February 6, 2016
D.C. Council Passes Health Care Cultural Competency Bill
John Riley READ TIME: 4 MIN.
The D.C. Council on Tuesday approved a first-of-its-kind bill that would require all licensed, certified and registered health care professionals to undergo cultural competency training on health challenges that specifically affect members of the LGBT community.
The bill, which passed unanimously, would require health care professionals to receive two credits of instruction on treating and establishing clinical relationships patients who are LGBT, gender nonconforming, or questioning. The instruction must also provide information on specific health risks facing LGBT people, and best practices for dealing with sensitive or confidential information, providing necessary support and resources to LGBT patients, and overcoming cultural biases that could otherwise adversely affect the quality of care that they receive. The bill will now go before Mayor Muriel Bowser (D) for her signature into law, after which it must survive a 30-day congressional review period.

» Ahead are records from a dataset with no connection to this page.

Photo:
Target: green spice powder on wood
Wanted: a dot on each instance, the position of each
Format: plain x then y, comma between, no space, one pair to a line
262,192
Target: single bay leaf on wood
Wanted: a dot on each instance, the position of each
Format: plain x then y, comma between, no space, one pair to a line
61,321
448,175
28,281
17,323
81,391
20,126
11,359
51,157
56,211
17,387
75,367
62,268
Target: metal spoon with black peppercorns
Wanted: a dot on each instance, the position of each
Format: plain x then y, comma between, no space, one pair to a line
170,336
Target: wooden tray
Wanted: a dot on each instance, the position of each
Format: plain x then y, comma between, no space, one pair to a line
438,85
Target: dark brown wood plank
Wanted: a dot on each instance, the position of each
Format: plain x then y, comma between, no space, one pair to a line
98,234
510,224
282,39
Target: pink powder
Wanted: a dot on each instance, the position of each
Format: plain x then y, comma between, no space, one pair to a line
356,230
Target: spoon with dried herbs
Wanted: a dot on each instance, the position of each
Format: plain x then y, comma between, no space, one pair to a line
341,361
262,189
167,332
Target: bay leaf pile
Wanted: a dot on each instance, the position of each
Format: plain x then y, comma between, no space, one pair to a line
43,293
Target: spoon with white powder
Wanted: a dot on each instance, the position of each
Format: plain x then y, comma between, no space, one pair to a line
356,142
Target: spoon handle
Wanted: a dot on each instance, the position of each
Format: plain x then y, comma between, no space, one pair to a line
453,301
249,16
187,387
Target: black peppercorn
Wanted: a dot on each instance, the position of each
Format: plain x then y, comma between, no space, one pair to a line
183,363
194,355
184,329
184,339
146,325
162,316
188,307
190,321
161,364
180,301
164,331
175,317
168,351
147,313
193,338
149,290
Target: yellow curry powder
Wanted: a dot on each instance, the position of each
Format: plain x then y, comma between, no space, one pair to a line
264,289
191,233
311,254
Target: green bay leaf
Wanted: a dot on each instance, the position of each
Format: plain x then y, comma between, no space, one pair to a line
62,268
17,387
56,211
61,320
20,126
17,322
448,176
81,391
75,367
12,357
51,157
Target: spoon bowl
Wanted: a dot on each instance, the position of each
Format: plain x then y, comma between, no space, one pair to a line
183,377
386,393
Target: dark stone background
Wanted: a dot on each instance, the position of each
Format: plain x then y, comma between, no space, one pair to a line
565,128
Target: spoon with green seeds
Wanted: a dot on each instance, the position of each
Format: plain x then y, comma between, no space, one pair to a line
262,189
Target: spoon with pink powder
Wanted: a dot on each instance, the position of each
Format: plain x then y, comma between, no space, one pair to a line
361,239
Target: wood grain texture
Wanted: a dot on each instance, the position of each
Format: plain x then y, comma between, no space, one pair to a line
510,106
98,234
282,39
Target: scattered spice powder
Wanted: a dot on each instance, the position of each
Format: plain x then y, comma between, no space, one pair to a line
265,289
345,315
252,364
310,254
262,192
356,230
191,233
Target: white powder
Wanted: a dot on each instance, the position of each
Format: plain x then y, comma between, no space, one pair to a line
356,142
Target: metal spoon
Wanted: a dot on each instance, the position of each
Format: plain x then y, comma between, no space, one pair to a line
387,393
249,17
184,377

A coalition of LGBT advocates and culturally competent health care providers lobbied and testified on the bill's behalf, in part due to various studies outlining the disparities, particularly those faced by low-income LGBT people, when it comes to receiving quality, affirming medical care. For example, according to the 2015 D.C. Trans Needs Assessment, 19 percent of transgender individuals in Washington have been denied medical care due to their gender identity.
"Today marks a major step forward in efforts to ensure that LGBT people receive welcoming, competent health care," Daniel Bruner, the senior director of policy at Whitman-Walker Health, which pushed for passage of the cultural competency bill, said in a statement. "Even with so many advances in LGBT equality in recent years, far too many of our patients, particularly those who are trans, come to us with horror stories about mis-gendering, gawking, offensive remarks, and other forms of dehumanizing maltreatment by health care professionals who should know better. There are also too many health care providers who, although they do not discriminate, lack sufficient understanding of the particular health care needs of LGBT individuals. We look forward to working with the Department of Health and the licensing boards to develop training curricula that will meet the needs of D.C. health care providers."

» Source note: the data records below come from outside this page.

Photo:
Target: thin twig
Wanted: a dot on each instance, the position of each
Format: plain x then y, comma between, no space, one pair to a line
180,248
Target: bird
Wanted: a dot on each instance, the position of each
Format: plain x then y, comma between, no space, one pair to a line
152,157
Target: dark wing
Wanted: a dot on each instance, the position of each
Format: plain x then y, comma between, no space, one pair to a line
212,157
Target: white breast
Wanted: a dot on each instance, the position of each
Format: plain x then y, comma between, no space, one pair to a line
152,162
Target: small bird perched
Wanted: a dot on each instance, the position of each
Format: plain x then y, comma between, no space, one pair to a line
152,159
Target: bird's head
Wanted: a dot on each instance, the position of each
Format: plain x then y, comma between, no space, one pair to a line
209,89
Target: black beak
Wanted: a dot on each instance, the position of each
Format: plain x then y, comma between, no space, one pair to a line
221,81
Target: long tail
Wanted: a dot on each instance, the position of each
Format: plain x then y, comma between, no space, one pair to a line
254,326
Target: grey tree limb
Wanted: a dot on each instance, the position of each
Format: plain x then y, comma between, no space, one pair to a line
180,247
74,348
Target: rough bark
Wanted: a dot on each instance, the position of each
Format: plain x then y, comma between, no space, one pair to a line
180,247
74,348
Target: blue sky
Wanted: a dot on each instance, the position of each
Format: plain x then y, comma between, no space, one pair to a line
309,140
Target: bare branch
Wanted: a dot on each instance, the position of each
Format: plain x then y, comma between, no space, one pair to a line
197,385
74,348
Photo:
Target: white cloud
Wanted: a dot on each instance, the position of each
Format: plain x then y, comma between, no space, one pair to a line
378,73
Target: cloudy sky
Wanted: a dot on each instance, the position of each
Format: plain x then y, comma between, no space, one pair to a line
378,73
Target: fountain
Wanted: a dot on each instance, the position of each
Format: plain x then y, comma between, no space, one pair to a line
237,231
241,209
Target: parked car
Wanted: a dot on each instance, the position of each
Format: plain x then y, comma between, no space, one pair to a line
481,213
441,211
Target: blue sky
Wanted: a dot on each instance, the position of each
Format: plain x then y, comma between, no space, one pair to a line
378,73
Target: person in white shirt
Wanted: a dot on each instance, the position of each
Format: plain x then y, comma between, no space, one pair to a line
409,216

Michael Mancilla, a social worker with the Youth Pride Clinic at Children's Hospital who testified in favor of the bill's passage, is a co-investigator and co-recipient of a grant from Washington AIDS Partnership to provide cultural competency training to health care providers. Already, Mancilla says, he and his co-investigator, Dr. Lawrence D'Angelo, have already trained 1500 clinical providers on the unique health care needs of LGBT patients.
Mancilla says that the bill will require all licenses or certified health care providers in Washington - numbering nearly 100,000 in total - to have two hours of continuing education units per cycle specifically on LGBT issues. To maintain their licensure, medical professionals already have to maintain a certain number of continuing education units based on their particular profession, so the requirement to receive cultural competency training is not burdensome.

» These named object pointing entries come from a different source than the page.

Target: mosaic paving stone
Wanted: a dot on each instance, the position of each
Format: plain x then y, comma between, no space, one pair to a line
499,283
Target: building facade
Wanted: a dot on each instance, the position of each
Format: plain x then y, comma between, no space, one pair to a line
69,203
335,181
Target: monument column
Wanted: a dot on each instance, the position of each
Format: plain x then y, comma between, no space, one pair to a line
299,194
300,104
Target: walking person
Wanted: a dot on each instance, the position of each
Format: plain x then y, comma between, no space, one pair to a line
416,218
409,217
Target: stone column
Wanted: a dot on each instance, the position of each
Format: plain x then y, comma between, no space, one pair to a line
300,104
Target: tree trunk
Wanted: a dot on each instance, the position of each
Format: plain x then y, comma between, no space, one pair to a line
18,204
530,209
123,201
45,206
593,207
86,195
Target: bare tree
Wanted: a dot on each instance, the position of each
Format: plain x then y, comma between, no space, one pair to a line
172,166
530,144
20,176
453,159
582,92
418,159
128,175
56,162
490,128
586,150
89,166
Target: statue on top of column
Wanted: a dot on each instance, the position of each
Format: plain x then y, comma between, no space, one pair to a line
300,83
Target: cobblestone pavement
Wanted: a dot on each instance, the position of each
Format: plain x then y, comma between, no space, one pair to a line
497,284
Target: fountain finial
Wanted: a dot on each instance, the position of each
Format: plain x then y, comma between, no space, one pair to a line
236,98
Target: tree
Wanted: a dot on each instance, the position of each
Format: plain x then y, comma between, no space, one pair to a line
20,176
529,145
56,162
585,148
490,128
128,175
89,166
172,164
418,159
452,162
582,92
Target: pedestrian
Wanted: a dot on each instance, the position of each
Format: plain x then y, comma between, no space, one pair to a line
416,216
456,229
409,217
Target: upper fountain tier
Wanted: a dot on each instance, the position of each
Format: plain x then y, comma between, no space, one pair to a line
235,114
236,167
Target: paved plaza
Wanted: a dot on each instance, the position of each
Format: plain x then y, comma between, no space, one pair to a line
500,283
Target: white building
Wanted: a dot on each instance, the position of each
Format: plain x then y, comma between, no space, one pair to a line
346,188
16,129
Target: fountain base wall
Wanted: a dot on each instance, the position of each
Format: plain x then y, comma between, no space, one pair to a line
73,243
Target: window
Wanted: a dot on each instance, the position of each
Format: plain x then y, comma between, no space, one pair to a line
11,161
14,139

"The cultural competency bill is to provide training, so that when providers are encountering these patients, they know how to provide that care, how to be sensitive to gender markers and to the unique health care needs, to be able to create safe spaces, so patients are able to come out to their doctors or therapists and get a complete, sensitive health care that is responsive to them as a whole person, without fear of being shamed or stigmatized, or made to feel invisible," Mancilla says.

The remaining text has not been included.